HYPOTHESIS: you can teach cooperative play through running certain scenarios with your kids.
PROCEDURE: For Superhero adventure this month I was thinking we might have our homemade costumes ready, but the sewing still has to be done. So we just went forward with what we had, and Lyric wanted to be Robin while Zephyr made up the mysterious Mister Y. I wanted to tell Zephyr that Mister E might be a better way to hit that pun, but thought better of it... His using a Y at the end probably signifies some new level of reading understanding, why get in the way of that?
I constructed 4 "gates" and placed them around my living room.
Post it notes would've worked too, but tape and paper worked fine.
The idea here was to give them various gates they'd have to cover as I called them out, and since they wouldn't be able to reach more than one on their own, I could make them work together. It would be kind of like a cooperative game of "ship to shore", where the kids would race to carry out an order but they had to work together.

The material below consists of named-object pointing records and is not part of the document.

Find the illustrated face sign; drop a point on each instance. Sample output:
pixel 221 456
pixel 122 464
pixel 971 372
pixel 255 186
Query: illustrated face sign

Lyric wanted to run a scenario with zombies on balloons, so I indulged him and said I was Brother Blood and I was calling in zombies from dimensional gateways. As I called out two numbers, the boys would indeed direct each other over to the right place. We'd pretend to fight off the zombies for a few seconds, then I would give them another countdaown to get to the right gate. I think 4 gates might have been too few, there were a few times I realized they could just stay at the number they were on rather than leave. Next time I'll try 8 gates.
RESULTS: the kids did end up working together and seemed to have a great time doing it. I think the format is very promising as a Nuclear Submarine, I'm excited to try building on it.
Superhero Adventure is always popular with Lyric, it's kind of what he wishes he could be doing all the time. In giving him that, I gotta call this a success.